II.Análise do consumidor
 – Participação dos gastos com telecomunicações nas despesas dos domicílios cresceu de 2.3% em 1999, para 3.3% em 2003
 – Manutenção da tendência de substituição fixo-móvel
 – Uso de Internet ainda não é universal
 – Disponibilidade de banda larga levando consumidor a utilizar serviços de dados mais “avançados” , como downloads de música e vídeo

O sistema de informações que permita este controle por parte da agência reguladora é de vital importância para o êxito do plano e garantia que as informações prestadas pelas operadoras sejam confiáveis e seguras.
A figura abaixo mostra um exemplo de como este fluxo de informações poderia ser esquematizado.

A partir de nossa análise da regulamentação brasileira, concluimos que o mercado de varejo (destinado ao usuário final) é melhor regulado que o de atacado (entre operadoras), mas algumas lacunas regulatórias nos serviços destinados ao usuário final devem ser preenchidas por meio da regulamentação adequada como é o caso da portabilidade numérica. As sugestões acima objetivam justamente indicar os itens que demandam atenção e necessitam de firme ação por parte do órgão regulador para que deixem o papel e tomem corpo na realidade brasileira.

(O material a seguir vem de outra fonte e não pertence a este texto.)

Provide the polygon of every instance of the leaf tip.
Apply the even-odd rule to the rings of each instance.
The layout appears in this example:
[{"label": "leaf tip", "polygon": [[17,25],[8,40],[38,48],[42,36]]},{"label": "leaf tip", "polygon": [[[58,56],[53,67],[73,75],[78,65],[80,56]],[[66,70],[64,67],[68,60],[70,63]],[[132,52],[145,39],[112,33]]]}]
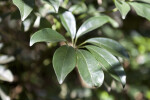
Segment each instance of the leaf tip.
[{"label": "leaf tip", "polygon": [[60,79],[60,80],[59,80],[59,84],[62,84],[62,83],[63,83],[63,80],[62,80],[62,79]]},{"label": "leaf tip", "polygon": [[122,16],[122,19],[125,19],[126,18],[126,16]]},{"label": "leaf tip", "polygon": [[32,41],[30,41],[30,44],[29,44],[29,45],[30,45],[30,47],[31,47],[33,44],[34,44],[34,43],[33,43]]}]

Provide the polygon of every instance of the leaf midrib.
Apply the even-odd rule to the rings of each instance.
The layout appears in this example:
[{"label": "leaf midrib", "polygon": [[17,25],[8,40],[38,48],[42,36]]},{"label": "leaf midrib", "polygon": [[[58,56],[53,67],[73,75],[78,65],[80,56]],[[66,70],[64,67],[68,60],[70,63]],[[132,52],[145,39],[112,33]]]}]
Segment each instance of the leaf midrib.
[{"label": "leaf midrib", "polygon": [[63,71],[64,62],[65,62],[65,60],[66,60],[65,58],[66,58],[66,56],[67,56],[68,49],[69,49],[69,47],[67,46],[67,50],[66,50],[66,52],[65,52],[65,57],[64,57],[63,64],[62,64],[62,67],[61,67],[61,75],[60,75],[60,76],[61,76],[61,79],[62,79],[62,74],[63,74],[62,71]]},{"label": "leaf midrib", "polygon": [[[81,52],[81,51],[79,51],[79,52],[80,52],[80,54],[83,56],[83,58],[84,58],[84,60],[85,60],[85,62],[86,62],[86,65],[87,65],[87,69],[88,69],[88,64],[87,64],[87,61],[86,61],[86,59],[85,59],[84,55],[82,54],[82,52]],[[88,69],[88,72],[90,73],[89,69]],[[91,74],[91,73],[90,73],[90,79],[91,79],[92,84],[93,84],[92,74]]]}]

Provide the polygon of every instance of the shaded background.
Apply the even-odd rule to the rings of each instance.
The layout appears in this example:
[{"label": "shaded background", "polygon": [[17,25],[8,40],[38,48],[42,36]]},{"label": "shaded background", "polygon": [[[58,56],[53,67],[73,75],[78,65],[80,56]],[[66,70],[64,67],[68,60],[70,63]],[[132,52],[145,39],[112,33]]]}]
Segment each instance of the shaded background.
[{"label": "shaded background", "polygon": [[[57,30],[70,40],[53,8],[36,0],[34,12],[21,22],[12,1],[0,0],[0,57],[15,58],[2,63],[14,75],[11,83],[0,81],[4,92],[12,100],[150,100],[150,22],[137,16],[134,10],[122,20],[118,11],[112,12],[115,8],[112,0],[64,0],[61,6],[73,11],[77,27],[87,18],[100,14],[107,14],[119,23],[118,28],[106,24],[81,37],[79,43],[96,36],[121,43],[130,55],[130,60],[123,63],[126,87],[123,89],[120,83],[105,74],[105,82],[100,88],[86,88],[81,84],[77,70],[59,85],[51,61],[62,43],[38,43],[29,47],[31,34],[41,28]],[[3,62],[5,60],[8,59]]]}]

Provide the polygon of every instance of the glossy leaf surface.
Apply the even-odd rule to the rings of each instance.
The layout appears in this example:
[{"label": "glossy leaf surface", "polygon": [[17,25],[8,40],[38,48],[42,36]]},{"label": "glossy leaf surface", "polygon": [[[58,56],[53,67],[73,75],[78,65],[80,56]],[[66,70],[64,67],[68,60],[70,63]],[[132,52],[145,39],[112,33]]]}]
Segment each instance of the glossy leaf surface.
[{"label": "glossy leaf surface", "polygon": [[30,46],[37,42],[60,42],[66,41],[65,38],[58,32],[50,29],[44,28],[35,32],[30,39]]},{"label": "glossy leaf surface", "polygon": [[22,21],[28,17],[34,8],[34,0],[13,0],[13,3],[19,8]]},{"label": "glossy leaf surface", "polygon": [[118,1],[115,0],[115,5],[118,8],[118,10],[120,11],[121,15],[122,15],[122,19],[125,19],[126,15],[128,14],[128,12],[130,11],[130,6],[128,3],[126,3],[125,1]]},{"label": "glossy leaf surface", "polygon": [[142,1],[142,2],[145,2],[145,3],[150,3],[150,0],[134,0],[134,1]]},{"label": "glossy leaf surface", "polygon": [[0,65],[0,80],[12,82],[14,76],[9,69],[6,69],[5,66]]},{"label": "glossy leaf surface", "polygon": [[86,48],[95,56],[104,70],[121,82],[123,86],[126,84],[126,75],[123,66],[115,56],[105,49],[96,46],[86,46]]},{"label": "glossy leaf surface", "polygon": [[105,16],[89,18],[79,28],[76,38],[104,25],[107,22],[108,22],[108,18]]},{"label": "glossy leaf surface", "polygon": [[65,11],[60,14],[60,19],[65,29],[70,33],[70,36],[73,40],[76,34],[76,20],[74,15],[69,11]]},{"label": "glossy leaf surface", "polygon": [[62,46],[56,50],[53,57],[53,67],[60,84],[65,77],[75,68],[76,53],[70,46]]},{"label": "glossy leaf surface", "polygon": [[81,78],[90,87],[100,87],[104,80],[104,73],[98,61],[86,50],[77,50],[77,68]]},{"label": "glossy leaf surface", "polygon": [[121,56],[129,58],[129,55],[127,54],[126,50],[122,45],[120,45],[118,42],[108,39],[108,38],[91,38],[85,41],[86,43],[91,43],[94,45],[97,45],[99,47],[107,49],[109,52],[114,54],[115,56]]},{"label": "glossy leaf surface", "polygon": [[55,12],[58,12],[59,6],[62,2],[62,0],[44,0],[47,1],[50,5],[52,5],[55,9]]}]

Resumo das principais contribuições

1.Utilizar o PGMC como framework para regulamentar relações entre operadoras, reguladores e usuário no que diz respeito à competição
2.Focar regulação no mercado de atacado
3.Regulação de unbundling, portabilidade numérica e bundles devem fazer parte do foco inicial do PGMC
4.Originação e terminação de chamadas devem ser definidas como mercados separados
5.Acesso a infra-estrutura essencial e market share no mercado relevante devem ser os principais critérios para determinação de PMS
6.Ofertas de referência detalhadas devem ser publicadas por detentores de PMS para cada obrigação estipulada
7.Análises do setor, de mercados individuais e do consumidor devem ser realizadas periodicamente
8.Incentivos (multas e benefícios) devem ser suficientes para motivar cumprimento da regulação
9.Processo de resolução de conflitos e aplicação de multas deve ser revisto

CONCLUSÃO
A Anatel tem uma oportunidade única de desenvolver um plano específico com cronograma e regras para implementação das principais ferramentas que provaram ser eficientes em fomentar um ambiente saudável de competição em muitos outros países. Estas ferramentas cumprem os requisitos da Lei Geral de Telecomunicação (Lei 9.472 de 16 de julho de 1997) e do Decreto Presidencial 4.733 de 10 de junho de 2003.
A implementação do anexo PGMC dos novos contratos das concessionárias antes do final deste ano seria uma clara indicação que a Agência tem como prioridade o desenvolvimento de uma ambiente competitivo para proteger os direitos do consumidor ao acesso aos serviços avançados de telecomunicação a preços acessíveis e também garantir ao investidor que as leis e políticas públicas do setor serão implementadas e fiscalizadas com rigor e seriedade.


*Luis Cuza é presidente executivo da TelComp – Associação Brasileira das Prestadoras de Serviços de Telecomunicações Competitivas.